Nightdive’s Larry Kuperman Retires, Leaving a Clear Statement on Game Preservation
Original: Nightdive's Larry Kuperman retires after 25-year career in games: "We never looked at games as products" View original →
A hot r/pcgaming post this weekend links to PC Gamer's report on Larry Kuperman's retirement from full-time work in the games industry. On paper, it is a personnel story: Kuperman is stepping away after a 25-year run that took him through Stardock, GameStop, and finally Nightdive. In practice, it reads like a compact philosophy statement from one of the people most closely associated with the modern remaster boom and the idea that old games should remain playable, legible, and historically intact.
PC Gamer's interview with Kuperman at the Game Developers Conference is useful because it explains what Nightdive's work has actually meant behind the scenes. Remastering is not just a matter of making an old executable boot on a new GPU. A large part of the job is untangling rights, locating ownership, and figuring out whether a studio is even legally allowed to touch a forgotten classic. Kuperman pointed to cases like No One Lives Forever as a famously stubborn rights knot, and the System Shock story remains a telling example of how strange the chain of ownership around older games can become.
What Kuperman wanted to finish
- He said part of the timing around retirement was wanting to see Sin Reloaded and the long-promised System Shock 2 remaster move through the finish line.
- PC Gamer also highlighted the financial discipline behind honoring old commitments, including work tied back to promises Nightdive made years ago to backers.
- Kuperman said he still plans to remain active with the IGDA, so the move is a step back from full-time studio work rather than a total disappearance from the field.
The line that best captures his outlook is also the one that explains why so many players reacted to the story. Kuperman said Nightdive never looked at games as products, but as art that deserves to be preserved. That is not a sentimental aside. It is effectively the operating logic behind why Nightdive spends time on archival extras, rights recovery, and careful remaster work instead of treating old catalogs as disposable nostalgia inventory.

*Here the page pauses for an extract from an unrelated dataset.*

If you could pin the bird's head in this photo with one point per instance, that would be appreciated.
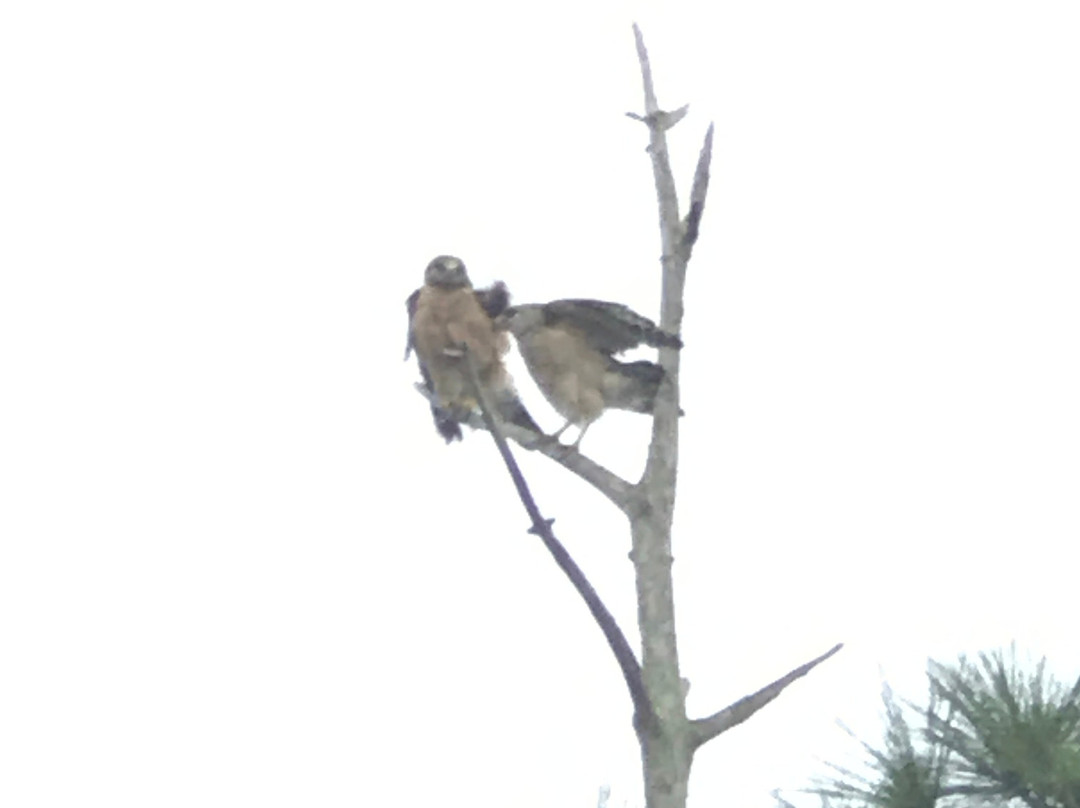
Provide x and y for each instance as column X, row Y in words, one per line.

In a market where layoffs have dominated the industry conversation since 2023, that framing lands differently than it would have in a healthier cycle.
Kuperman's retirement therefore matters beyond one executive changing roles. It draws attention to the kind of labor that keeps older PC history accessible in the first place. Preservation work is technical, legal, editorial, and commercial all at once, and Nightdive's recent reputation was built on balancing all four. Whether the studio keeps the same tone without him will only become clear over time, but his parting message is already clear enough: a remaster is not only a revenue opportunity. Done properly, it is a commitment to the medium's memory.